2.2. Should the "capture game" be used?
tapir: This depends, I wouldn't use it in a one to one setting. With lots of learners it can be a fun way to start right away without talking too much in the beginning.
2.3. How should the lesson be kept fun and interesting?
In teaching games (not reviews):
- Try not to kill large clusters of stones
- Keep the game close enough to give your opponent the idea that he can win
- Give enough handicap that your opponent does win and sees the handicap decreasing
- Play teaching games with an eye to presenting the learner with problems of an appropriate level
- Discuss big mistakes straight away and propose an alternative move and continue from there
- ALWAYS allow undo
- Remove time on the clock and let them think as much as possible
- Don't play with a clock in a face to face teaching game
- After a long sequence, go back and point out where it went wrong
- Dont finish a won game and propose to start a new one
- Admit and point out your own mistakes
with regard to interest & motivation:
Creating Conditions for Young Adolescents to Learn
Successful learning requires the following approaches:
- foster independence
- start with what they believe to be true
- make it relevant
- capture their imagination
- make it challenging
- focus on learning
- teach for understanding
- use assessment for learning
excerpt from [www.sofweb.vic.edu.au/mys/docs/conf/Conf2000.doc] (tderz)
3. Different Students
3.1. Teaching Go to Children
amadis: I would like to organize a go afternoon for children, but the idea is a bit terrifying. Any advice from people who are experienced at teaching go to kids? How would you organize such an event?
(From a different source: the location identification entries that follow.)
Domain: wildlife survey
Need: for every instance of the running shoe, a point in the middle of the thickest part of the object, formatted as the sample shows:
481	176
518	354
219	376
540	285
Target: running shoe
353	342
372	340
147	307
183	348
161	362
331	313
3.2. Introducing Go to Curious People
- Who may only have a few minutes
- Who may not like the game once you describe it *sigh*
3.3. How should teaching be adjusted to the student?
- How do students learn differently?
- Which parts of the game commonly confuse which classes of student?
- tapir: It is easy to confuse people with talking about eyes and liberties in the first lesson simultaneously. Maybe just talking about liberties and explaining the capture rule will do the work. Some may discover the concept of an eye themselves.
Dieter: This page has become idle. We should revive the How to teach go pages in general.